Tuesday, 20 September 2016

THE RETIREMENT PROTOCOL

It’s no use pretending – retirement takes some getting used to.  Here am I, sitting in the back garden under a gunmetal sky, listening to the mad cackling of the magpies in the trees.  They sound like Macbeth’s witches.  In the corner, amongst all the dead leaves, wanders Mr Scruffy.  He’s a wood pigeon who has been abandoned by his tribe.  He looks like Arthur Haynes’ tramp, all feathers awry, skinny and ill-looking.  He can hardly get off the ground, so spends most of his time wandering, lonely as a cloud,  in abject misery, along the back border looking for food, for he can gather no solace from any of the other wood pigeons who have sent him to Coventry on account of his shabbiness.   I keep him alive by feeding him bits of suet and wild bird seed. 
I’ve been out for my usual morning walk with the little black spaniel.  We wandered along the High Street on the way back home.  At the bus stop, a middle-aged couple hailed me.  The woman cried out: “Why, hello, there, Mr Hardwick.  Haven’t seen you in a long time.  You’re looking well, much better than when we last clapped eyes on you.  Presume you’re retired now – must be, at your age.  It must be doing you good.”  That much is true - I’m about two stone lighter and down to three chins.  I looked on in terror.  I had no idea who these people were. He was tall, sandy-haired, balding and bespectacled, she pipe-cleaner thin with snow-white hair.  As usual, in these circumstances, one tries desperately to play for time, probing wildly to receive a clue about who these people actually were.  I enquired as to whether they were working (they laughed), how their family was, the state of their health and whether they were still living in the same place – where was it now – Station Road?  The answer to that was Trefoil Drive and that gave me the information I needed.  They were work acquaintances from twenty years ago.  I remembered, bizarrely, that he once drove a Lancia Dedra.  I asked if it was still going.  ‘Alas, no,’ he said. ‘I had to scrap it in 2000.  I went from that to a Subaru Impreza. I drive a Suzuki Alto now.’  I tried hard not to laugh.  The passage of time had brought him back from wild dreaming to a strong dose of the castor oil of pragmatism.  They were going to Berwick for the day on the bus. ‘It’s an adventure,’ she said.  To them, it probably was.  
The dog and I continued our walk.

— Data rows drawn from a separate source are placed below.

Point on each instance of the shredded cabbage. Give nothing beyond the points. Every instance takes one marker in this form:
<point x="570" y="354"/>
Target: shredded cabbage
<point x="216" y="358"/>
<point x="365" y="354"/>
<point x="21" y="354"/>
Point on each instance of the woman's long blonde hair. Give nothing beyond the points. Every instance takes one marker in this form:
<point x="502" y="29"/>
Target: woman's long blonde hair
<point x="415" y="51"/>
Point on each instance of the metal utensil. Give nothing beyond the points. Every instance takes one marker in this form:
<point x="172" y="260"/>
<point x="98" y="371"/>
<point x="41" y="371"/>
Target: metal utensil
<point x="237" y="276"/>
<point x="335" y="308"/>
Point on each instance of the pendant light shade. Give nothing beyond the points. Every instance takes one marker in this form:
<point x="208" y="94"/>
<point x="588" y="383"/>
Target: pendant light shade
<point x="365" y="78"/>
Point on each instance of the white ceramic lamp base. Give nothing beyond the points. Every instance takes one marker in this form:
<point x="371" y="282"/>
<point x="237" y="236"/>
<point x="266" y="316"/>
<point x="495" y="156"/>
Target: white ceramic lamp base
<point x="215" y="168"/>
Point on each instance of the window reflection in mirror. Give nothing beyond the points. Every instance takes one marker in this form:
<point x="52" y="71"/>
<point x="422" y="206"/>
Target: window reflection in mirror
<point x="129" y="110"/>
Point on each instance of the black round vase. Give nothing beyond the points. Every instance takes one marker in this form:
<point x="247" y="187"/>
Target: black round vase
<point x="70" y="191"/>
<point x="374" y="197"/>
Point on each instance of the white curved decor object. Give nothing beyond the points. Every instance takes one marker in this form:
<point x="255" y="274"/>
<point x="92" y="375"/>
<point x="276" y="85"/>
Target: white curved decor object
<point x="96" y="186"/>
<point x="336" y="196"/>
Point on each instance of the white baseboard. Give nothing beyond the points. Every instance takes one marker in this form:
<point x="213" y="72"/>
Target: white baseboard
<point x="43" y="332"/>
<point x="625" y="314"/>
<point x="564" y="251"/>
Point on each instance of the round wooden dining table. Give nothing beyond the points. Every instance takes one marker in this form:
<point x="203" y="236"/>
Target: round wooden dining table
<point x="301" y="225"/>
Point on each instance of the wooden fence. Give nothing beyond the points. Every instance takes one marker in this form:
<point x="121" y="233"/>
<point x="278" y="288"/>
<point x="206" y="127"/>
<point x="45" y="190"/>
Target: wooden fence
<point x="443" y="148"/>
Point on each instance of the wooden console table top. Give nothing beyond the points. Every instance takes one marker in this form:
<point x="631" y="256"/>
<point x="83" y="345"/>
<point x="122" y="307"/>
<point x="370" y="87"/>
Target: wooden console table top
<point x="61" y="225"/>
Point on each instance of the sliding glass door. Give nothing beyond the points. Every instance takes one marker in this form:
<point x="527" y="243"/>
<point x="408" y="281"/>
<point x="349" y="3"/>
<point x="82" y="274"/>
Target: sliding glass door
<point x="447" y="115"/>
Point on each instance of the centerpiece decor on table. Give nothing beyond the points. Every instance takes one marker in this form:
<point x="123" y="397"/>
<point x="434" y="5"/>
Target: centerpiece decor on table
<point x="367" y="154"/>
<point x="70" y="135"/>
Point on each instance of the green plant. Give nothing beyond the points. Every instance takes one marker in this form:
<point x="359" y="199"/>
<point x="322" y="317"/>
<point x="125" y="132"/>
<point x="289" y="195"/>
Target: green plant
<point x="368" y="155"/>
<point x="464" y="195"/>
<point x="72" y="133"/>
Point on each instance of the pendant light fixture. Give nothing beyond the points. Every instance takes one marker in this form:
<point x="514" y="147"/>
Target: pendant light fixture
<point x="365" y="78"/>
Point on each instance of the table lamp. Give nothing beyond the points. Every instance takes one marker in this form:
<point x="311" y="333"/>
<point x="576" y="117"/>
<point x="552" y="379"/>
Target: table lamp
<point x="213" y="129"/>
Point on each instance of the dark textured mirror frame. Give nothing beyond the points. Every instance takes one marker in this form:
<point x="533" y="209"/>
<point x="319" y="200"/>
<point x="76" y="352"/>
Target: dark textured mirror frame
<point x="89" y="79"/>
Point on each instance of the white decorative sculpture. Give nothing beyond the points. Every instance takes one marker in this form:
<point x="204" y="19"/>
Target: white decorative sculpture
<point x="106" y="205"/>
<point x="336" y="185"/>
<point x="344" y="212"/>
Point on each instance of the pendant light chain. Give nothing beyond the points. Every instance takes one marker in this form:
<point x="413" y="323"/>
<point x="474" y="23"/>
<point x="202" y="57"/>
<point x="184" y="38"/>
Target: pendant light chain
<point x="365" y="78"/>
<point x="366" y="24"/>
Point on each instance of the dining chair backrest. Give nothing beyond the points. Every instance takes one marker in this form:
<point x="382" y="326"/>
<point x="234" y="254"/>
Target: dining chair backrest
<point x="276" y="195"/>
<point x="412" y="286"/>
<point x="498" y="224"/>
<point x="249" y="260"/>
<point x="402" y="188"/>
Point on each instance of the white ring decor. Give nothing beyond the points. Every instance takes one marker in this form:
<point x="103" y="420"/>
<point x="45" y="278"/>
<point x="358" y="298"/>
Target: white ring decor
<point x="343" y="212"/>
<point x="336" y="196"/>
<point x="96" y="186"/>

At the end of our street, someone with a plum tree had left out a basket of plums and a note – ‘please help yourself.’  I did.  I got home and read through my Marguerite Patten cookbook of 1,000 recipes, a valuable tool for me in these days of my nascent culinary development.  I settled for plum charlotte, which appears to be an admixture of plums, breadcrumbs and sugar, which even I cannot really make a hash of, although the recipe doesn’t say whether the bread should be brown or white.  I’ll do half-and-half, so at worst, I’ll be 50% right.
This afternoon, I am to go to the library, then to the chemist’s to pick up a prescription for my wife and, finally I need to fill up the motor car with fuel.  Rather than use the garage up the road, I will drive seven miles to North Berwick, just to use up a little more time.  I have no idea as yet what I will cook for dinner, but I do know that two hours of badminton tonight will leave me utterly exhausted.  
Then, tomorrow, just as for Bill Murray in Groundhog Day, I will get up and go through it all again.